Author Affiliations: Lucile Packard Children's Hospital Stanford, Palo Alto, California (Drs Pyke-Grimm and Halpern-Felsher); School of Nursing, Department of Family Health Care Nursing, University of California, San Francisco (Drs Franck and Rehm); Department of Pediatrics, Division of Adolescent Medicine, Stanford University, California (Dr Halpern-Felsher); and University of California, San Francisco, Benioff Children's Hospital (Dr Goldsby).
Cancer Nurs. 2020 Nov/Dec;43(6):436-445. doi: 10.1097/NCC.0000000000000820.
Adolescents and young adults (AYAs) experience treatment nonadherence rates as high as 60%, which can increase the risk of cancer relapse. Involvement of AYAs in treatment decisions might support adherence to medical treatment.

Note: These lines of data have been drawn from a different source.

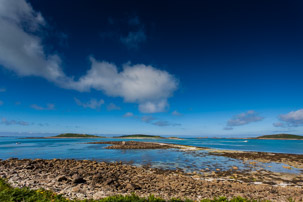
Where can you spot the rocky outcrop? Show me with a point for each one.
(134, 145)
(90, 179)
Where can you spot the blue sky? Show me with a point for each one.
(187, 68)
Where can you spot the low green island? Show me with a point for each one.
(281, 136)
(71, 135)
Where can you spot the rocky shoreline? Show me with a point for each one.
(294, 160)
(84, 179)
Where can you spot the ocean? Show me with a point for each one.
(189, 161)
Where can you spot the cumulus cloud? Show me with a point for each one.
(291, 119)
(21, 51)
(243, 119)
(157, 122)
(13, 122)
(176, 113)
(48, 107)
(92, 103)
(112, 107)
(128, 114)
(142, 84)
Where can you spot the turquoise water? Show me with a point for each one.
(169, 159)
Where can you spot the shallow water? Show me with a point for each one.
(170, 159)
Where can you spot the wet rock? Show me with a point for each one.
(62, 178)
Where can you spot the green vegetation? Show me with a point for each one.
(8, 193)
(281, 136)
(76, 135)
(141, 135)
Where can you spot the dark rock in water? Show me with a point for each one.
(129, 187)
(78, 180)
(62, 178)
(90, 179)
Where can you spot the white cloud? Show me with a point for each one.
(22, 51)
(48, 107)
(92, 103)
(112, 107)
(142, 84)
(128, 114)
(291, 119)
(243, 119)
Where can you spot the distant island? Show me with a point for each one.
(281, 136)
(66, 135)
(77, 135)
(143, 136)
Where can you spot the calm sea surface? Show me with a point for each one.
(169, 159)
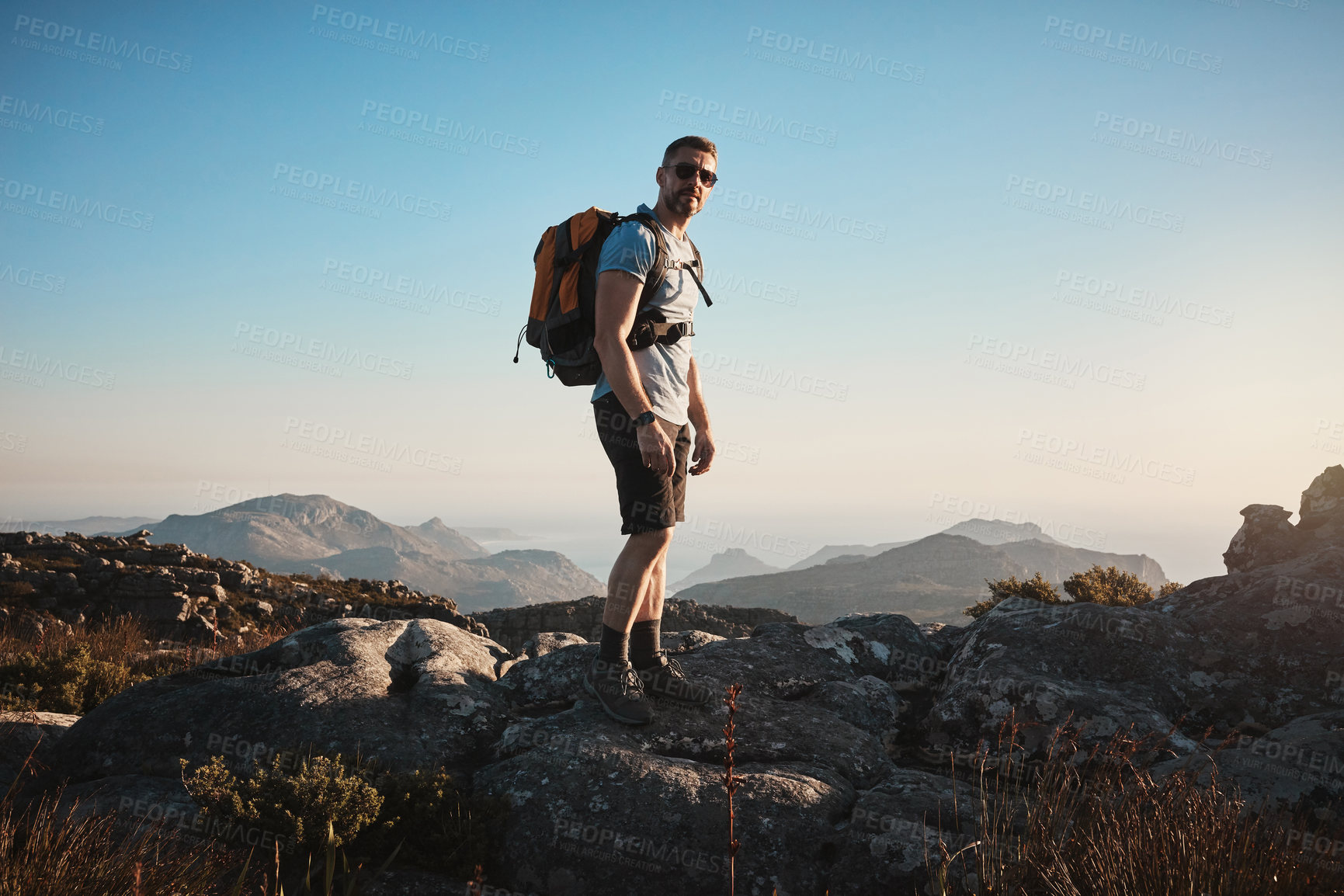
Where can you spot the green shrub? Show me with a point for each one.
(68, 680)
(437, 826)
(296, 805)
(1110, 587)
(1033, 589)
(418, 816)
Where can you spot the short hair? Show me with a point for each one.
(703, 144)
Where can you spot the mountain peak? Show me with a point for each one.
(998, 531)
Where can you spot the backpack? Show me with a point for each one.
(561, 321)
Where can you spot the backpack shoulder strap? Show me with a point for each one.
(698, 270)
(662, 263)
(658, 273)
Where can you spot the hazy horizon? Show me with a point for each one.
(1070, 262)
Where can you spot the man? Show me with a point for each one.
(641, 405)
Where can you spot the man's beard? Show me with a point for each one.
(682, 204)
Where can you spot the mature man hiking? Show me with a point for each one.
(641, 406)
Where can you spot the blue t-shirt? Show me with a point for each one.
(664, 370)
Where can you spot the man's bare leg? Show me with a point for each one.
(636, 577)
(640, 564)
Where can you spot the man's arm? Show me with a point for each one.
(616, 307)
(703, 453)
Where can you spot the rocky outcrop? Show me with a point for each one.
(596, 807)
(849, 732)
(1266, 537)
(514, 627)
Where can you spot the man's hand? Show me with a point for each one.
(703, 453)
(656, 448)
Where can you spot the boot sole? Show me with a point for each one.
(624, 721)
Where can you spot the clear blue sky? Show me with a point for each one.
(1068, 262)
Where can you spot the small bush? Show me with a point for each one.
(1110, 587)
(1033, 589)
(437, 826)
(297, 805)
(70, 680)
(418, 816)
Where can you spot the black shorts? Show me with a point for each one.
(648, 500)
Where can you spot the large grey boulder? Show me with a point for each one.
(409, 693)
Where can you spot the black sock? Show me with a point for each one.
(614, 647)
(644, 642)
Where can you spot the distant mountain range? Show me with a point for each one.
(930, 579)
(88, 526)
(494, 533)
(834, 551)
(319, 535)
(728, 564)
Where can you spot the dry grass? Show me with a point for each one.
(1099, 824)
(47, 852)
(73, 671)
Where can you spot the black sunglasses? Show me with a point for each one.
(686, 171)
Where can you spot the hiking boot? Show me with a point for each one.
(619, 692)
(667, 680)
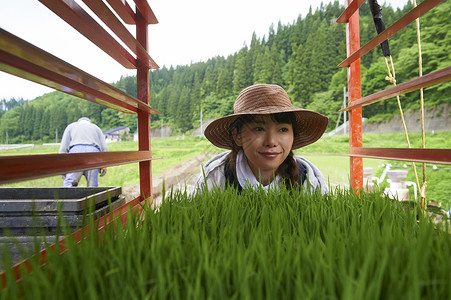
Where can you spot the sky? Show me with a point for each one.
(187, 32)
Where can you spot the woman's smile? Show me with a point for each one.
(266, 145)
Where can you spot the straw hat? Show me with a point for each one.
(262, 99)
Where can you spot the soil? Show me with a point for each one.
(177, 177)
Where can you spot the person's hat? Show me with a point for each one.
(262, 99)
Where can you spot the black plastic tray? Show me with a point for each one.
(27, 201)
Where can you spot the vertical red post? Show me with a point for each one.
(143, 91)
(354, 93)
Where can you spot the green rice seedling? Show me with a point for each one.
(254, 244)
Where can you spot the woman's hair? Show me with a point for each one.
(288, 170)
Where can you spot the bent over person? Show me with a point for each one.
(79, 137)
(260, 136)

The aim of this study was to explore the involvement of AYAs, aged 15 to 20 years, in cancer treatment decision making (TDM).

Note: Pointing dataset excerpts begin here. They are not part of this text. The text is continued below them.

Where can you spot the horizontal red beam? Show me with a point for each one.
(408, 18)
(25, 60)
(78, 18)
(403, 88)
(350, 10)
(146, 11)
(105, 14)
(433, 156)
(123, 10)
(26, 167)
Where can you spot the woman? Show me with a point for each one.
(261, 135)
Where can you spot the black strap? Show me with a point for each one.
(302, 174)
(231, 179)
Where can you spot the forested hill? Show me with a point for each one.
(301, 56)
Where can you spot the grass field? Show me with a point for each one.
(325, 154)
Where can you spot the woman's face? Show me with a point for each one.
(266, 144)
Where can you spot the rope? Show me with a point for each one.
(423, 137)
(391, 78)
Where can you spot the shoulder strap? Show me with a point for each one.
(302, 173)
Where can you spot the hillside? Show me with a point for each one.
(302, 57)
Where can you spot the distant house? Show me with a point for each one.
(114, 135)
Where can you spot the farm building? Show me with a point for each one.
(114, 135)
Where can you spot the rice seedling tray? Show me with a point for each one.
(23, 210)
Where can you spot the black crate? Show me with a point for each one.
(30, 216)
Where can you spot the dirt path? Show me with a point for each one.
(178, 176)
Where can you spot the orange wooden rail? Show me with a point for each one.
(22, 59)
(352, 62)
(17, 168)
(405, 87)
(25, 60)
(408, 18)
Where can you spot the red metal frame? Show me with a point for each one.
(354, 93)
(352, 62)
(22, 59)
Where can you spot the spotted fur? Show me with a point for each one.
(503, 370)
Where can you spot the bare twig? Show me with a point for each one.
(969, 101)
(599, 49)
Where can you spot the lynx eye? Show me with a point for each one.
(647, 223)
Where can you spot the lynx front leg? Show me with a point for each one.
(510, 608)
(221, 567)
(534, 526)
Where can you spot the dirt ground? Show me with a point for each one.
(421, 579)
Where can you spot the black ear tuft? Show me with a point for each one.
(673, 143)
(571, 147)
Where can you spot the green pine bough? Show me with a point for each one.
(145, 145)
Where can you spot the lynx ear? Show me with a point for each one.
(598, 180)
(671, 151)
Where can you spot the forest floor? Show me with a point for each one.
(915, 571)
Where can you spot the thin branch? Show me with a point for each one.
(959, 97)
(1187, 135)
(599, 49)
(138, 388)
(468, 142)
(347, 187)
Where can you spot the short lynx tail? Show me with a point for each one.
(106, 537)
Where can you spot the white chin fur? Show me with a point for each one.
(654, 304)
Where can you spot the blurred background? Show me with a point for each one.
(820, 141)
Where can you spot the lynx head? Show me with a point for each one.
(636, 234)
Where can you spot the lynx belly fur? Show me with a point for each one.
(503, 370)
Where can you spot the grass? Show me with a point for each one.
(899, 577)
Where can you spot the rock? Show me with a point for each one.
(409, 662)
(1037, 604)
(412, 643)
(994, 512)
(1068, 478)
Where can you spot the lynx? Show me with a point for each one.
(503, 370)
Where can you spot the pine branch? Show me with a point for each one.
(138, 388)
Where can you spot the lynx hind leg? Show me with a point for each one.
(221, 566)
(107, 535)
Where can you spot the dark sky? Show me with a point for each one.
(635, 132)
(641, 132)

Using interpretive focused ethnography, we conducted interviews with 16 AYAs (total of 31 interviews) receiving cancer treatment within 1 year of diagnosis. Participants reflected on a major recent TDM experience (eg, clinical trial, surgery) and other treatment decisions.

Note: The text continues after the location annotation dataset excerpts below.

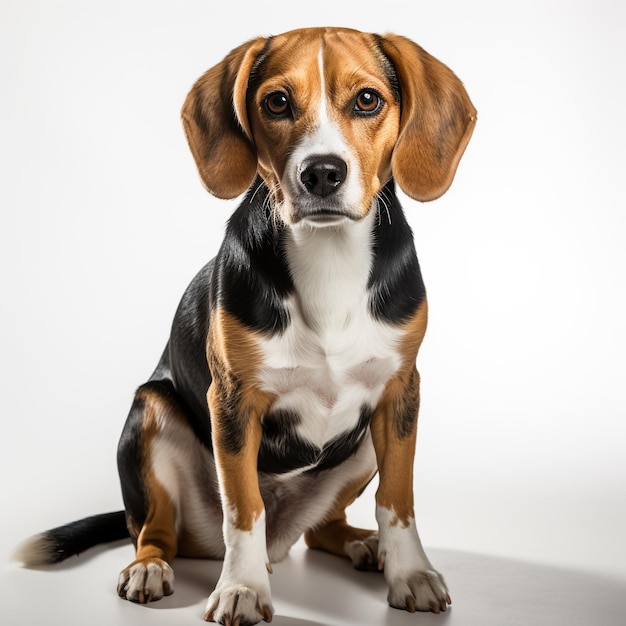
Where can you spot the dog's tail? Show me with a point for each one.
(57, 544)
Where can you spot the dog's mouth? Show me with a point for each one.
(322, 218)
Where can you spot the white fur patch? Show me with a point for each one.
(334, 358)
(243, 590)
(325, 138)
(413, 582)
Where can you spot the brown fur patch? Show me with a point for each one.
(394, 425)
(237, 405)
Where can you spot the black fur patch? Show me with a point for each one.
(395, 282)
(283, 450)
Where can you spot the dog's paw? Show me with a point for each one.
(420, 590)
(145, 581)
(239, 605)
(364, 553)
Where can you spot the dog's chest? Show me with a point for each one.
(330, 367)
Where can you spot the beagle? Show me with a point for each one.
(289, 377)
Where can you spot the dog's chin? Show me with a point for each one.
(324, 220)
(307, 215)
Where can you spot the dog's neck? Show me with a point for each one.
(330, 268)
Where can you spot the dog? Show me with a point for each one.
(289, 379)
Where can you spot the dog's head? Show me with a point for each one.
(327, 116)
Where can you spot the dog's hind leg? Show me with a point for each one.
(336, 536)
(150, 509)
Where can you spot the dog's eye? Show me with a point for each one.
(368, 102)
(277, 104)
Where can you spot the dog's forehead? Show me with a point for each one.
(344, 55)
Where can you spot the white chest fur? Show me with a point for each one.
(334, 358)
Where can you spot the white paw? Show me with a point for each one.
(146, 581)
(239, 605)
(419, 590)
(364, 554)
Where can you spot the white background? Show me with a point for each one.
(104, 222)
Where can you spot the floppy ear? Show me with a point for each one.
(216, 123)
(436, 122)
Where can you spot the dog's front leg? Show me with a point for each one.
(242, 594)
(413, 582)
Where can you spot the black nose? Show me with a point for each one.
(323, 175)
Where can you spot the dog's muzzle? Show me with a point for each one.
(321, 181)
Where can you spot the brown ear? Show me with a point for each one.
(436, 123)
(216, 123)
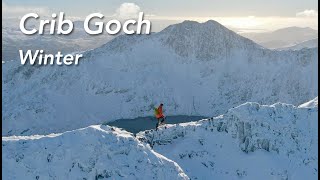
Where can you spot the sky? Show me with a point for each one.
(244, 15)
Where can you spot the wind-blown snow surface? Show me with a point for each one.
(193, 68)
(306, 44)
(251, 141)
(96, 152)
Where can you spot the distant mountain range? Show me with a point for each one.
(193, 68)
(283, 38)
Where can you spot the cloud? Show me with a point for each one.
(127, 10)
(10, 11)
(307, 13)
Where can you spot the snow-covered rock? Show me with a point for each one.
(305, 44)
(193, 68)
(96, 152)
(250, 141)
(310, 104)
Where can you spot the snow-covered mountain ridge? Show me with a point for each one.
(95, 152)
(250, 141)
(193, 68)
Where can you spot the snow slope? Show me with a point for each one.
(194, 68)
(305, 44)
(284, 37)
(95, 152)
(251, 141)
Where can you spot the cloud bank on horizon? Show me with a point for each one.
(125, 10)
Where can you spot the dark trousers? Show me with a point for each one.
(159, 122)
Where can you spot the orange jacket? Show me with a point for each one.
(160, 114)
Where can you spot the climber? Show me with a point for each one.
(159, 115)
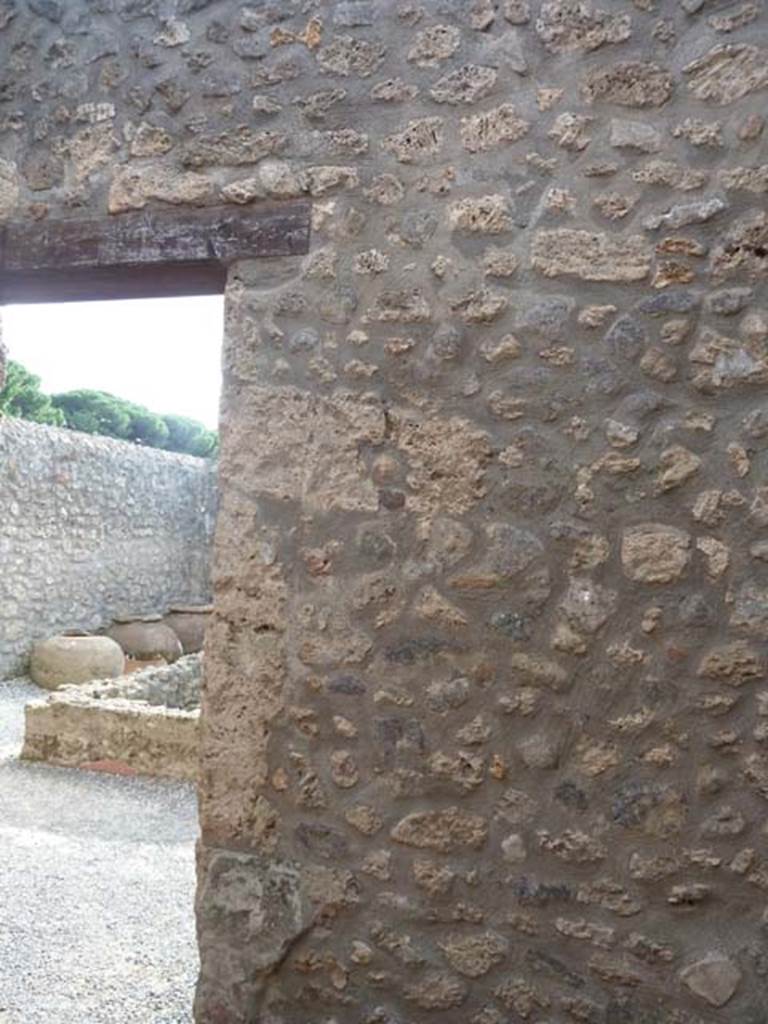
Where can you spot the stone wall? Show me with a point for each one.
(485, 708)
(92, 527)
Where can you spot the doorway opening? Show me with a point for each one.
(109, 418)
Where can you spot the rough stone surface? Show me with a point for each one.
(715, 979)
(146, 723)
(92, 528)
(487, 656)
(64, 660)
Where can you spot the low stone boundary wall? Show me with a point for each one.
(91, 528)
(144, 724)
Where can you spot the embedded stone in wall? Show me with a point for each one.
(743, 250)
(486, 214)
(232, 148)
(734, 664)
(654, 552)
(9, 188)
(433, 45)
(418, 140)
(465, 85)
(727, 72)
(133, 187)
(474, 955)
(715, 979)
(629, 83)
(564, 27)
(635, 135)
(345, 55)
(591, 256)
(484, 131)
(444, 830)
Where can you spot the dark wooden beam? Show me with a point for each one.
(142, 255)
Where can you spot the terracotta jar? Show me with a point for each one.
(188, 623)
(145, 639)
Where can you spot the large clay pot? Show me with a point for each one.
(188, 623)
(72, 659)
(145, 639)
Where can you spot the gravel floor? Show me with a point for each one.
(96, 887)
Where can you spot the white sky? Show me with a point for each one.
(162, 353)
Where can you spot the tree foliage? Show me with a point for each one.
(23, 398)
(99, 413)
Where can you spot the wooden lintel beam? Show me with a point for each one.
(179, 252)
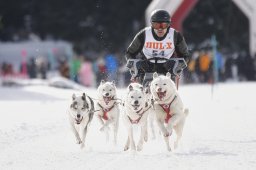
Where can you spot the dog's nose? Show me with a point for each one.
(159, 89)
(136, 102)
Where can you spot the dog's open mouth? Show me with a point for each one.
(107, 99)
(135, 107)
(161, 95)
(78, 121)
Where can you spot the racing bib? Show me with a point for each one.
(162, 49)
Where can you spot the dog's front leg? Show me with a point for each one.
(162, 128)
(84, 132)
(142, 136)
(165, 133)
(105, 125)
(116, 126)
(131, 139)
(127, 145)
(78, 139)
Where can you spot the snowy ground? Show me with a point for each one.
(220, 132)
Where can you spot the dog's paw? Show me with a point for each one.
(82, 145)
(126, 148)
(175, 145)
(167, 134)
(104, 128)
(139, 147)
(169, 149)
(146, 137)
(78, 142)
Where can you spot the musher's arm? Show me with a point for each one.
(136, 46)
(181, 47)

Participants distinguished important major cancer treatment decisions from minor supportive care decisions. We identified 3 common dimensions related to AYAs' involvement in cancer TDM: (1) becoming experienced with cancer, (2) import of the decision, and (3) decision-making roles. The preferences of AYAs for participation in TDM varied over time and by type of decision. We have proposed a 3-dimensional model to illustrate how these dimensions might interact to portray TDM during the first year of cancer treatment for AYAs.
As AYAs accumulate experience in making decisions, their TDM preferences might evolve at different rates depending on whether the decisions are perceived to be minor or major. Parents played a particularly important supportive role in TDM for AYA participants.
Clinicians should consider the AYAs' preferences and the role they want to assume in making different decisions in order to support and encourage involvement in their TDM and care.
青少年和年轻人(AYAs)的治疗不依从率高达 60%,这会增加癌症复发的风险。让 AYAs 参与治疗决策可能有助于他们遵守医疗治疗。
本研究旨在探讨 15 至 20 岁 AYAs 在癌症治疗决策(TDM)中的参与情况。
采用解释性聚焦民族志方法,我们对 16 名在诊断后 1 年内接受癌症治疗的 AYA(共 31 次访谈)进行了访谈。参与者反思了最近一次重要的 TDM 经历(例如临床试验、手术)和其他治疗决策。
参与者将重要的主要癌症治疗决策与次要的支持性护理决策区分开来。我们确定了与 AYA 参与癌症 TDM 相关的 3 个共同维度:(1)对癌症的熟悉程度,(2)决策的重要性,和(3)决策角色。AYAs 对 TDM 的参与偏好随时间和决策类型而变化。我们提出了一个 3 维模型,以说明这些维度如何相互作用,描绘 AYA 癌症治疗的第一年的 TDM。
随着 AYAs 在决策方面积累经验,他们的 TDM 偏好可能会根据决策是否被认为是次要或主要而以不同的速度演变。父母在 AYA 参与者的 TDM 中扮演着特别重要的支持角色。
临床医生应考虑 AYAs 的偏好以及他们在做出不同决策时想要承担的角色,以支持和鼓励他们参与 TDM 和护理。